In an op-ed for The Hill, investigative journalist John Solomon surmises that the FBI under the leadership of Director Christopher Wray looks as if it is attempting to block the public from knowledge of the machinations FBI operatives committed to target Donald Trump during the 2016 election.
Solomon notes that the FBI is stonewalling the release of documents authored by British intelligence operative Christopher Steele that the FBI received from the State Department (which Hillary Clinton headed at the time). Those documents have been requested by Citizens United relying on the Freedom of Information Act.
Solomon write that an FBI assistant section chief stated of former Deputy Assistant Secretary Kathleen Kavalec’s documents, “We know that terrorist organizations and other hostile or foreign intelligence groups have the capacity and ability to gather information from myriad sources, analyze it and deduce means and methods from disparate details to defeat the U.S. government’s collection efforts,” adding that the FBI shouldn’t “jeopardize the fragile relationships that exist between the United States and certain foreign governments.”
Solomon added the FBI said, “FBI special agents have privacy interests from unnecessary, unofficial questioning as to the conduct of investigations and other FBI business.”
Solomon points out that 1) Steele’s “research he provided to State and the FBI in fall 2016 was being provided to Clinton and the Democratic National Committee, and to the media,” and 2) Steele was fired from the FBI Nov. 1, 2016, for leaking information, so claiming the need for secrecy, privacy or classification makes no sense.
Solomon posits that the FBI’s agents “knew derogatory information about Steele and his work before they used his dossier to support a surveillance warrant targeting the Trump campaign and failed to disclose that information to the Foreign Intelligence Surveillance Court (FISC).”

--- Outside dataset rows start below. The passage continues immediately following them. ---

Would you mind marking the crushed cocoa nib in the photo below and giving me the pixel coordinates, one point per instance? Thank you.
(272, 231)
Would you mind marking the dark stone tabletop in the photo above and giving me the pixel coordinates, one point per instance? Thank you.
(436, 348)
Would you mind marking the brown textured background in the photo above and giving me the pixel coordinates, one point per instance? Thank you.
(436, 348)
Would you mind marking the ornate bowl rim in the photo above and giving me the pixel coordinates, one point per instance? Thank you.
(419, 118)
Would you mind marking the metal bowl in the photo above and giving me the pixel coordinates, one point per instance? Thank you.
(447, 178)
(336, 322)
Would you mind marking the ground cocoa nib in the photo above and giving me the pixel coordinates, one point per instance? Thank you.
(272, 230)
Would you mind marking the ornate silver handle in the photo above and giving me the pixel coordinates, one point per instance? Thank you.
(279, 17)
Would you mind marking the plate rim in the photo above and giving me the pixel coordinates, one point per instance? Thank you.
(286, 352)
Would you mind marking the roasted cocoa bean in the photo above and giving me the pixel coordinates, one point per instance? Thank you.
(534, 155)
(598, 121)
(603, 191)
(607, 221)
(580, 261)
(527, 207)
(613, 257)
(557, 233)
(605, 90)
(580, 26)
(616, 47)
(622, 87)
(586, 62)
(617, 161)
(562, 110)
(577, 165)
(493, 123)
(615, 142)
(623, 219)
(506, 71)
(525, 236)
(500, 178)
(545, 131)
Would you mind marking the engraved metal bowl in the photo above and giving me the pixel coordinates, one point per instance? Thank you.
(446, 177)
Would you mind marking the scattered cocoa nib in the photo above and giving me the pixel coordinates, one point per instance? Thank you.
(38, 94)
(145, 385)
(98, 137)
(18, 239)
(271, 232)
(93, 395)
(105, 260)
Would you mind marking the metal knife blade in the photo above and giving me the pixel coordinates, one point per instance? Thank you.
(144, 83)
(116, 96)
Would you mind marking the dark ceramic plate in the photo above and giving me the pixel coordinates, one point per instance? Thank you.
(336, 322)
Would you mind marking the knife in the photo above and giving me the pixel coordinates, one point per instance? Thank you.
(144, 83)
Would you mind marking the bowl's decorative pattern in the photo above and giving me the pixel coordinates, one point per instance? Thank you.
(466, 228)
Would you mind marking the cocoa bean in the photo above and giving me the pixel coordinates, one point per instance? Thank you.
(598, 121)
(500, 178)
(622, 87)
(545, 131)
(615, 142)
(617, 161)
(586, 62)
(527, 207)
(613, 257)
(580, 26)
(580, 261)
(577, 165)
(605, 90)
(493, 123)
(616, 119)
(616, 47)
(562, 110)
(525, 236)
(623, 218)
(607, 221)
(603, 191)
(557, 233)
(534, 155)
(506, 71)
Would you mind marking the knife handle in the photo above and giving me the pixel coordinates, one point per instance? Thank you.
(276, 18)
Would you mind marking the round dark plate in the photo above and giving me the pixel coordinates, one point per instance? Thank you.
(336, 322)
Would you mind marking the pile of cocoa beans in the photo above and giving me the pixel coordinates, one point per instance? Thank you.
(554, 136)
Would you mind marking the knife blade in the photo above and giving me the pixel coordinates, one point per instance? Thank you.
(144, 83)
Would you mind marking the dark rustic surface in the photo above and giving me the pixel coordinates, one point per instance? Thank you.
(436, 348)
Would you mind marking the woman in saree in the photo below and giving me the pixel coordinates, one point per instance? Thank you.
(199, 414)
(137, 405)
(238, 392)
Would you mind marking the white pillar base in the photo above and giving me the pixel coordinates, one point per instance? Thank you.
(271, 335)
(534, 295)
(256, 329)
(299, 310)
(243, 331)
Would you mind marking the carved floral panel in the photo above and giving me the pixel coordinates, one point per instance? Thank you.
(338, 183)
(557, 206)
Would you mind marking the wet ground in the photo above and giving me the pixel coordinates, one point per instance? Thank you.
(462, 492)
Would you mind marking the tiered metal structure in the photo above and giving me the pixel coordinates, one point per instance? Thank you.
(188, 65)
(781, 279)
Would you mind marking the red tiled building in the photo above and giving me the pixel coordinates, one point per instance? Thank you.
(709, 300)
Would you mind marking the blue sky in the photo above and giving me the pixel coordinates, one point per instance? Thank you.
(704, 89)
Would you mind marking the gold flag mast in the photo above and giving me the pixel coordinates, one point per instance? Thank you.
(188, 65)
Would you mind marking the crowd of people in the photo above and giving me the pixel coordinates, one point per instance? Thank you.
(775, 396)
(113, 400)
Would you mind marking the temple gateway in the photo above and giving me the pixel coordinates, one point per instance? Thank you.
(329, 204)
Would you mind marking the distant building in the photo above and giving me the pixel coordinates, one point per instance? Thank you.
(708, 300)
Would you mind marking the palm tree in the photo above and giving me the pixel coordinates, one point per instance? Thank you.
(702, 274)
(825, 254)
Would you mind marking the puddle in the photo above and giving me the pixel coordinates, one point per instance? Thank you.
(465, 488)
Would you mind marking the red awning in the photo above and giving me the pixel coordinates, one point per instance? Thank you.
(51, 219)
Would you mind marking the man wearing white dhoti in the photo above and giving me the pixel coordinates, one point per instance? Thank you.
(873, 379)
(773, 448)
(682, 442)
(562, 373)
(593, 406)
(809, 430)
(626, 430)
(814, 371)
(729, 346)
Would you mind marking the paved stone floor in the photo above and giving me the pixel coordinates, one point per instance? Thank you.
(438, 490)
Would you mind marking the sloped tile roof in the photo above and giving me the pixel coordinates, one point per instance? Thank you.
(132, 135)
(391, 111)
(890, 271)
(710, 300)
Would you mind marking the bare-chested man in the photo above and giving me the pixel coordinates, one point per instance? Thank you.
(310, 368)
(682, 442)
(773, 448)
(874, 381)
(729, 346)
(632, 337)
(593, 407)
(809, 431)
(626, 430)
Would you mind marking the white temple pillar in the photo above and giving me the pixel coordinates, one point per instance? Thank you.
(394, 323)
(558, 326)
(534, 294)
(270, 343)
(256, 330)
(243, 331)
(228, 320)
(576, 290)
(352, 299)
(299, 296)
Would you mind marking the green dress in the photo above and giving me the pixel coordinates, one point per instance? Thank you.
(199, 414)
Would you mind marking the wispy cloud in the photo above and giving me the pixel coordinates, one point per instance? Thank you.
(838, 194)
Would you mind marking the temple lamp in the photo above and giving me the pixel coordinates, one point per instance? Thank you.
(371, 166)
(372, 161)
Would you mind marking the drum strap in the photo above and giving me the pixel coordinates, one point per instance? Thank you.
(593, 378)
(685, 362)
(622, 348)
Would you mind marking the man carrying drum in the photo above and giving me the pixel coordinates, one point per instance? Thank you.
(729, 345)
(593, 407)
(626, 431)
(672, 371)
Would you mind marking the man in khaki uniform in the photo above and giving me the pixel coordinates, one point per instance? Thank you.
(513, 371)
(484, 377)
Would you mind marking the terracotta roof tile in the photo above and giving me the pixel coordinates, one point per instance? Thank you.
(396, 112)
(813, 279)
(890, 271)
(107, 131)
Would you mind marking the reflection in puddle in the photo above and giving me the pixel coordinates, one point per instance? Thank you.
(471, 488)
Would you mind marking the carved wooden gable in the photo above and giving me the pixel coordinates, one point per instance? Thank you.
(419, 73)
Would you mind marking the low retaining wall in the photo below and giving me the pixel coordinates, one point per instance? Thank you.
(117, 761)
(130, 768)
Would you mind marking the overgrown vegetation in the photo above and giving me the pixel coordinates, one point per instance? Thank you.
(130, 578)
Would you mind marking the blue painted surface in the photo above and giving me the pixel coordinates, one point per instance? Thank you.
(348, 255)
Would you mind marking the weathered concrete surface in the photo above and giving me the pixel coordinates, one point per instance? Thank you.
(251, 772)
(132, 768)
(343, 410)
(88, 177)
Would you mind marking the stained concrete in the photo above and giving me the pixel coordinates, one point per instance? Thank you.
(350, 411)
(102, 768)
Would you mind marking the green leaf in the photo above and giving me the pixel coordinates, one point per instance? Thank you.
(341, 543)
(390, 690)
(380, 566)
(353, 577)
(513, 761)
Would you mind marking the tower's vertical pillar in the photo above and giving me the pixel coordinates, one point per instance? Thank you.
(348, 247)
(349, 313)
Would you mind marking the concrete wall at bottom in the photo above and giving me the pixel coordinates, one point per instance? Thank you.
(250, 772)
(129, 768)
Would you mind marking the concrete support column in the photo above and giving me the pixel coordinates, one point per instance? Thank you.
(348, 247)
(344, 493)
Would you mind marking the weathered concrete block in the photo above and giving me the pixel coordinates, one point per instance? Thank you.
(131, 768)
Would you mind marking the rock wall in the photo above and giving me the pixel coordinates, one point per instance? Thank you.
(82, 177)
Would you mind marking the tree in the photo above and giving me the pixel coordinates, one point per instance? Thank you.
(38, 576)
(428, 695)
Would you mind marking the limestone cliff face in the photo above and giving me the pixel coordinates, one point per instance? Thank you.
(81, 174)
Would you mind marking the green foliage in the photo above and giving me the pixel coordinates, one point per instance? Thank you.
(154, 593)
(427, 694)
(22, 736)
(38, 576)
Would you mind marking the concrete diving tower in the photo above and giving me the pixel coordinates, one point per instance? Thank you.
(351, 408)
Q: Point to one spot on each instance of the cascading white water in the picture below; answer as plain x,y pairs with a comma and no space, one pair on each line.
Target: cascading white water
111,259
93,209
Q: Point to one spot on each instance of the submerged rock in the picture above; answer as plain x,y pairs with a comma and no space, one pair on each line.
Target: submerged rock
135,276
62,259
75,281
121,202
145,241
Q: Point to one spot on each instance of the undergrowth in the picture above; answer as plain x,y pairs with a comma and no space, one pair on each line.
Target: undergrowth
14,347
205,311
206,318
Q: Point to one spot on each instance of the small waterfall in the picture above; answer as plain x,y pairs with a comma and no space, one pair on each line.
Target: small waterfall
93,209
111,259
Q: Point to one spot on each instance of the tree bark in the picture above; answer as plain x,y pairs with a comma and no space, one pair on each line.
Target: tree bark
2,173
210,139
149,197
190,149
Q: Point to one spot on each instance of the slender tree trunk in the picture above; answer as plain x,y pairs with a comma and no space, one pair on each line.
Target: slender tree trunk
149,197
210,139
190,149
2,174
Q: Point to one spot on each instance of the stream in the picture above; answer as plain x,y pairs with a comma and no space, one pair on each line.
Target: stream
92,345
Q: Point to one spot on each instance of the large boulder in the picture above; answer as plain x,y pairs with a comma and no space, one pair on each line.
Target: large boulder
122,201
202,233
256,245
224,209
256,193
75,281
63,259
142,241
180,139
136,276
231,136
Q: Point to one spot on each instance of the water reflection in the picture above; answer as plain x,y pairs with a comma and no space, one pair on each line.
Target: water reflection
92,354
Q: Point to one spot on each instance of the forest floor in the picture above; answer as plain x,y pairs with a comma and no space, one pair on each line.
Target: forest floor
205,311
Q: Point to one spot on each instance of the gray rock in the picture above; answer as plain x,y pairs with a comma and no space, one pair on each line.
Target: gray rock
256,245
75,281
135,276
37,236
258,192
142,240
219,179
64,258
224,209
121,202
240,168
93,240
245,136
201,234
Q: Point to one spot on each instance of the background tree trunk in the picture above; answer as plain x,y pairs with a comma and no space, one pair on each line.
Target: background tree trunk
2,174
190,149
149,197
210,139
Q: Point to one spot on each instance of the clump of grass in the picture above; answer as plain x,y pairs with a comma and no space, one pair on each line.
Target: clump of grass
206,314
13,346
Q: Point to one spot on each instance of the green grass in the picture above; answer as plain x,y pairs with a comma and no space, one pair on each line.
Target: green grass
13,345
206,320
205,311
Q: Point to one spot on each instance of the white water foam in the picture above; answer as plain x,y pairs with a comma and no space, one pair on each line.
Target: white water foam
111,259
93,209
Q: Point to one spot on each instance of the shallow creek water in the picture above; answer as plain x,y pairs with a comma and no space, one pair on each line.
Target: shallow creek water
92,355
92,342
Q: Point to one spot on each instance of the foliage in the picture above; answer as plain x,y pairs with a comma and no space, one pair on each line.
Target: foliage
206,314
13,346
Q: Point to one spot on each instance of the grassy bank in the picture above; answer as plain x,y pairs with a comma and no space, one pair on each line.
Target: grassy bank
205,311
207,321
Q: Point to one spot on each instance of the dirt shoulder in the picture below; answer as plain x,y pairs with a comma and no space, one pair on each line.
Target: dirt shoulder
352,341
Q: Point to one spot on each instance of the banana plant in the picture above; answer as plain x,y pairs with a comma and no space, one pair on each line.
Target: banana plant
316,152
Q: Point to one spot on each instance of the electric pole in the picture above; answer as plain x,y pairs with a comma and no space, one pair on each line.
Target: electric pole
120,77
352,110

Solomon cites one five-page memo that Kavalec downloaded from Steele which she forwarded to then-FBI section chief Steven Laycock, and claims his (Solomon’s) sources perused it, finding a claim that “Steele and some liberals spread late in the 2016 campaign that unusual computer pings between a Trump Tower server and Alfa Bank in Russia might be a secret communication channel by which Trump and Vladimir Putin were hijacking the election.”
But Solomon adds that the information was debunked by no less a personage than special counsel Robert Mueller. Solomon asks, “So if Mueller could talk about it and the information was transmitted in a non-classified manner, why would the FBI go to such lengths to fight its release?” He adds, “Eight days after Kavalec sent Laycock her annotated version of Steele’s Alfa Bank research, the FBI submitted to the FISC an application that won the agency permission to surveil former Trump campaign adviser Carter Page.”
Solomon concludes, “Claiming FBI agents have a privacy right to avoid facing hard questions, portraying public source documents as national secrets and doing the Muhammad Ali ‘rope-a-dope’ dance to thwart disclosure is not an acceptable alternative.”